Moderatör: Yıldırım ŞAHİN
1 Ekim 2025

Bugün milyonlarca çocuk sofraya oturamadan büyüyor; yoksulluk ve gıda krizinin en ağır yükünü onlar taşıyor. Açlıkla mücadele eden çocuklar aynı zamanda toksik kimyasallara, ucuz ve sağlıksız gıdalara maruz kalıyor. Bu tablo yalnızca bedenlerini değil, öğrenme başarılarını, hayallerini ve geleceklerini de tehdit ediyor. Sofrasız çocukluk, toplumsal eşitsizliklerin en acı yüzüdür. Her çocuğun güvenli, yeterli ve sağlıklı beslenmeye erişiminin sağlanması, ertelenemez bir toplumsal sorumluluk ve temel bir haktır. Çünkü gıda hakkı bir ayrıcalık değil, herkes için vazgeçilmez bir insan hakkıdır. Bu hayati meseleleri, çocuk sağlığını tehdit eden riskleri ve çözüm yollarını konuşacağız. Gıda hakkını savunmanın yollarını birlikte ele alacağız.

Bülent Şık kimdir?

Bülent Şık, gıda güvenliği, halk sağlığı ve çevre politikaları üzerine çalışan bir akademisyen, araştırmacı ve yazar. Antalya’da doğan Şık, uzun yıllar Akdeniz Üniversitesi’nde öğretim üyesi olarak görev yaptı. Türkiye’de gıda üretiminde kullanılan kimyasalların, pestisitlerin ve endüstriyel kirliliğin insan sağlığı üzerindeki etkileri üzerine önemli araştırmalar yürüttü. Özellikle çocuk sağlığını tehdit eden toksik maddeler ve sağlıksız beslenme koşulları konusundaki çalışmalarıyla tanınıyor.

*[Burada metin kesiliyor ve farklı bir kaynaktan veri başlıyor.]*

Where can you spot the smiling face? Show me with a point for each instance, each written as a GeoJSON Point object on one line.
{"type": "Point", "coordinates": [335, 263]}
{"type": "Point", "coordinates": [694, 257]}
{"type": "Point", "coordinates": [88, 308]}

2016 yılında, “Bu Suça Ortak Olmayacağız” başlıklı barış bildiriyi imzaladığı için Cumhurbaşkanlığı Kararnamesi ile görevinden alındı. Akademik kariyerine ket vuran bu karar, onu çevre sağlığı, toksik kimyasallar, gıda güvenliği ve halk sağlığı alanındaki uğraşından vazgeçiremedi. Açtığı davayı kazandı, 2024’te görevine geri döndü. Üniversite göreve iade kararına itiraz etti ve görevinden tekrar uzaklaştırıldı ancak araştırmaya, anlatmaya kaldığı yerden devam etti. Gıda güvenliği, sağlıklı beslenme hakkı ve ekolojik yıkım üzerine çok sayıda makale, rapor ve kitap kaleme aldı.

Aynı zamanda BAYETAV Genel Sekreteri Dr. olarak çalışmalarını sürdüren Şık, toplumsal sorumluluk bilinciyle yürüttüğü araştırmalar nedeniyle geçtiğimiz günlerde Uluslararası Hrant Dink Ödülü’ne layık görüldü. Bugün hâlâ gıda hakkı, halk sağlığı ve çevre adaleti mücadelesinde öncü bir ses olmaya devam ediyor.